NEW YORK — Call it the Bernanke Boost.
The stock market, which has been marching higher for a week, got extra fuel Thursday after Federal Reserve Chairman Ben Bernanke said the central bank will keep supporting the economy.
The Dow Jones industrial average rose 169 points, or 1.1 percent, to close at 15,461 Thursday.
The Standard & Poor’s 500 index rose 22 points, or 1.4 percent, to 1,675.
Both indexes surpassed the record closes they set in May.
The tech-dominated Nasdaq composite rose 57 points, or 1.6 percent, to 3,578.
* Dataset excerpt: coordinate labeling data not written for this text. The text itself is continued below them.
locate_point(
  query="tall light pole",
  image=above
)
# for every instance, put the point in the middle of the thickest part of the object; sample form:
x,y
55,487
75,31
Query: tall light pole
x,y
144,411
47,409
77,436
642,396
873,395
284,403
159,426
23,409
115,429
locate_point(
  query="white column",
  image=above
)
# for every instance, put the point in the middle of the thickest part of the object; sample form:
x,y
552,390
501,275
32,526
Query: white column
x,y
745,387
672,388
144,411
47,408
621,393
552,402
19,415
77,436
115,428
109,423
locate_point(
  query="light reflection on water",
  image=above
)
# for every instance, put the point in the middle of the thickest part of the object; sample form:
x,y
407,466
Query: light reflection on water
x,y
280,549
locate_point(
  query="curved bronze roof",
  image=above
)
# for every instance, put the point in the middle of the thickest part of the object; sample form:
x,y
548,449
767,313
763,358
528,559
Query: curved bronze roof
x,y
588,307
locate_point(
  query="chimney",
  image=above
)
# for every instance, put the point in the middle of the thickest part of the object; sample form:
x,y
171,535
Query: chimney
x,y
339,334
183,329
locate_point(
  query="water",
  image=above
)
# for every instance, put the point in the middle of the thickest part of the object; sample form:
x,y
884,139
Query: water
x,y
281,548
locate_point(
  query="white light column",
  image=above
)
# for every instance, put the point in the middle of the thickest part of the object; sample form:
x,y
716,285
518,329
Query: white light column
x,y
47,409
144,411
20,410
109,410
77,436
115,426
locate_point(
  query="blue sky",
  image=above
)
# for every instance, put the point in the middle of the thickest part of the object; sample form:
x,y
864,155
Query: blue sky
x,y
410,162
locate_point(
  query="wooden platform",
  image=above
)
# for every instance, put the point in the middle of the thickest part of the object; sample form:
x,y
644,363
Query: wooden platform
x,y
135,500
Investors also bought bonds after being reassured that the Fed was not in a hurry to pull back on its huge bond-buying program.
The yield on the benchmark 10-year Treasury note fell to 2.57 percent from 2.63 percent late Wednesday. As recently as early May, it was 1.63 percent.
The chairman made the comments in a speech late Wednesday after U.S. markets had closed, saying the economy still needs “a highly accommodative monetary policy for the foreseeable future.”
He said the U.S. economy needs help because unemployment is high. The remarks seemed to ease investors’ fears that the central bank will pull back on its economic stimulus too quickly.
Stock index futures rose overnight and the market surged at the open Thursday.
“It’s back to the old accommodative Fed, so the markets are happy again,” said Randy Frederick, managing director of active trading and derivatives at the Schwab Center for Financial Research.
The Fed is currently buying $85 billion a month in bonds to keep interest rates low and to encourage spending and hiring.